Вдруг ток по всему телу. Насторожился. Замер. В двери — рамка простреленная и в ней глаз. Настоящий, который в анатомии называется яблоком, — мент тихонько наблюдает.

«Рожа кирпича просит», — подумал, притаив себя у печки, тот, которого судьи считают будущим трупом.

Даже и в такой отчаянный момент, когда случайно может быть все открыто, мозги упрямо свое глаголят: про кирпич.

Ага! Кирпич — преграда к жизни. Преграду подкопать.

Сначала голова поместилась в трубе.

Потом рукой железку вырвал в кирпиче.

Кирпич еще один снял в трубе. Стал выпрямляться.

Вот он гроб стоячий: ничего не видно. Кругом все стянуто. Не с четырех, а с десяти сторон.

Кирпичная кишка. Каменная жила. Сжимает, и в горле вместо дыхания одно сердцебиение слышно.

Не сердце, а птица. И много птиц: в голове, в висках, в концах пальцев, в икрах ног, под каждым сдавленным ребром — везде забились безголосые, трепетные птицы.

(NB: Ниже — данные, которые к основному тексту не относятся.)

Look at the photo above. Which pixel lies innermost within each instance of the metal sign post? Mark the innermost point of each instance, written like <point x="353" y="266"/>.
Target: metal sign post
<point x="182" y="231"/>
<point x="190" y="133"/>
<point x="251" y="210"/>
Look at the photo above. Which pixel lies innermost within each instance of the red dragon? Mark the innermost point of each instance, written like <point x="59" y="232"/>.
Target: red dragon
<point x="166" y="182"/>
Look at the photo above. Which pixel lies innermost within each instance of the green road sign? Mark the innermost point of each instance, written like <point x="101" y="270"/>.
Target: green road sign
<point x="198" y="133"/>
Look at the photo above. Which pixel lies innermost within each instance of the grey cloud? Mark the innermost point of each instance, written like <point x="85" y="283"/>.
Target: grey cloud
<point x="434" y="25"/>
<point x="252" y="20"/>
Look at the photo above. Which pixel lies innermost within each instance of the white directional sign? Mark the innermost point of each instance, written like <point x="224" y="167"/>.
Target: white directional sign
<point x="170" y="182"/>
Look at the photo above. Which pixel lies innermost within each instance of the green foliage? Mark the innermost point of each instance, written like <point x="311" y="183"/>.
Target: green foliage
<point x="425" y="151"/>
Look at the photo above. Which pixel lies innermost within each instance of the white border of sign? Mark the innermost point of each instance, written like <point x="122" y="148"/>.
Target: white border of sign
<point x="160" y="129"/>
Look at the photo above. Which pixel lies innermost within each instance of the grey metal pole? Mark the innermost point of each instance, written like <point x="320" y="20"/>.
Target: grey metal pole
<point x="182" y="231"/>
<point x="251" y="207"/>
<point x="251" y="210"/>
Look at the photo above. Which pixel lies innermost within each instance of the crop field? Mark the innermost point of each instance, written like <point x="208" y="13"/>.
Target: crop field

Защемило все тело, и во всех жилах заходил дурман.

Уж не философия кружилась в голове, не анекдоты, не фразы, а сама тьма заменилась хаосом, как черная сетка, сотканная из многих лет.

Дурманная паутина в мозгу, и горло заткнуто сажей.

Скорей, скорей разорвать эту черную сетку, сцепленную из миллионов лет. Прорвать тьму. Вырваться. Выдохнуть сажу, готовую задушить через минуту всех бьющихся во всем теле испуганных птиц. И задрожало, сжатое кирпичной трубой, все тело, и каждая птица, бьющаяся в каждой синей жилке, вступила в отчаянный бой с черной паутиной. Теперь больше нет мента, нет двери, раненной навылет, нет лампочки, как раздувшийся клоп, нет окна, как глаз с бельмом, нет даже половицы, куда прятать надо кирпичи. Есть только одно: тесная утроба кирпичная, и он младенец, рвущийся на свет. Печная труба, беременная приговоренным к повешению.

Родится или задохнется?

Свет или тьма?

И еще не забыть бы узелок, привязанный к правой ноге. В узелке две простыни, чтобы спуститься удобнее.

вернуться

12

Мент на языке заключенных — надзиратель, а на английском — дух.